JD Sports shares were 1.9% higher at 1,103.45 pence each in London on Thursday morning.

It was the latest twist in a protracted and frustrating process for JD Sports, which purchased the footwear seller back in March 2019 for GBP90.1 million. That July, however, the UK Competition & Markets Authority opened a probe on the tie-up.

The CMA on Thursday said the deal "could lead to a substantial reduction in competition and a worse deal for Footasylum's customers".

JD Sports is "by far and away" the closest alternative for Footasylum shoppers, the CMA said.

"The CMA expects this will continue to be the case even after taking into account the continued growth in online shopping, including on the websites and apps of brands such as Nike and Adidas," the watchdog added.

"The CMA's view is that requiring JD Sports to sell Footasylum is the only way to address its competition concerns and protect consumers.
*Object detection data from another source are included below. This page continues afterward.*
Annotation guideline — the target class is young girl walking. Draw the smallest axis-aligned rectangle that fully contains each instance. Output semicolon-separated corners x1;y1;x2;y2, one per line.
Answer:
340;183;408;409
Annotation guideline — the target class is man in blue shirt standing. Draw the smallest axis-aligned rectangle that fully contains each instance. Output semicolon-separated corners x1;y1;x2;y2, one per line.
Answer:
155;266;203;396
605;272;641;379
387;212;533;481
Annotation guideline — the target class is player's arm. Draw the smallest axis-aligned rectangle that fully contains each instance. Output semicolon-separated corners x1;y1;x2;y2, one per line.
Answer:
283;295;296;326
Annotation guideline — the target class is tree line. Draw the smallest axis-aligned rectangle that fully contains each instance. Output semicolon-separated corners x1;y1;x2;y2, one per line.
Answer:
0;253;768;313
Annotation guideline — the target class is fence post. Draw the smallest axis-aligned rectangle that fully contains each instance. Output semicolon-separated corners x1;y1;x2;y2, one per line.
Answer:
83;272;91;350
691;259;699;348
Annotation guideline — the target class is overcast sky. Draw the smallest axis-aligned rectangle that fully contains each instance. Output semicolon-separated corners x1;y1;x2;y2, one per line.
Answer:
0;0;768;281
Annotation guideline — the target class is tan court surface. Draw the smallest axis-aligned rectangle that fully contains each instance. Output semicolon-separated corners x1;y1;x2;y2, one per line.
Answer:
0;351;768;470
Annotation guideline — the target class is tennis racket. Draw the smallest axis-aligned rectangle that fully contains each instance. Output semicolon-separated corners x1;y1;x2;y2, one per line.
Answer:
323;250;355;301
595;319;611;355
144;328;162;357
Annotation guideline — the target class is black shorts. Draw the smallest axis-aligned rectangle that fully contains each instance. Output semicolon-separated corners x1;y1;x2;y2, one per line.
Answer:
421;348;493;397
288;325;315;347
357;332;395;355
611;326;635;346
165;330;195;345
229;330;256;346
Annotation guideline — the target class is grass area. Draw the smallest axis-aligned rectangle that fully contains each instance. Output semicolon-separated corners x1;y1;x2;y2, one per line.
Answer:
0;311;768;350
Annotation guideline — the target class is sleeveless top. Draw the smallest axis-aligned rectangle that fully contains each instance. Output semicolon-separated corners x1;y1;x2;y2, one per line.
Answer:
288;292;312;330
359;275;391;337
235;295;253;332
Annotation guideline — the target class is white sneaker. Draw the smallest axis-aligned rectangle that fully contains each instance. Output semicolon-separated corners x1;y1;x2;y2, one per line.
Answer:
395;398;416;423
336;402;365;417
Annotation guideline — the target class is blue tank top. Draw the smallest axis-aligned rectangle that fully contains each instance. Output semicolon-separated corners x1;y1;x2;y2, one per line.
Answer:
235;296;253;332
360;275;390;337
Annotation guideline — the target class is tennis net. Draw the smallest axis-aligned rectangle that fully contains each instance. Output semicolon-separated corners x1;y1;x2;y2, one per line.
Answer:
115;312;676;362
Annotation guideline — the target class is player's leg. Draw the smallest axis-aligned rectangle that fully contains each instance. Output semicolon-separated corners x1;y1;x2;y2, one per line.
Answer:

It will oversee the sale and approve the purchaser, in order to ensure that Footasylum will be run as a fully independent competitor."

JD Sports lashed out at the decision. The FTSE 100 company called the CMA's decision "extreme and unprecedented", saying it "defies logic". It said it will study the regulator's Footasylum report and consider its options.

The Bury-based firm added: "As a result of this merger, there would be no substantial lessening of competition for JD and so, consequently, JD has no incentive to raise prices or worsen its consumer offer.

"It is inexplicable to JD that the CMA remains of the view that one small competitor, Footasylum, with less than 5% of the market, is not subject to the same competitive pressures and discipline from Nike and adidas DTC that affects the remaining 95%+ of the market."

The CMA hurdle has proved a stiff and at times seemingly unassailable one for JD Sports to clear in regard to Footasylum.

In May 2020, JD Sports hit out at the monopoly regulator after the CMA flexed its muscles and blocked the retailer's acquisition of high street outfit Footasylum. In November of that year, however, a Competition Appeal Tribunal ruling meant that the CMA had to reconsider its decision.

Then in September of this year, the CMA once again placed the deal in doubt. The regulator cautioned at the time that the only way of addressing competition concerns may be by requiring JD Sports to sell Footasylum.

The Footasylum deal is not the only JD Sports matter which is currently facing CMA scrutiny.

In September, the watchdog launched a probe into "suspected breaches of competition law" by JD Sports and Premier League football club Leicester City. It relates to the sale of Leicester City-branded products.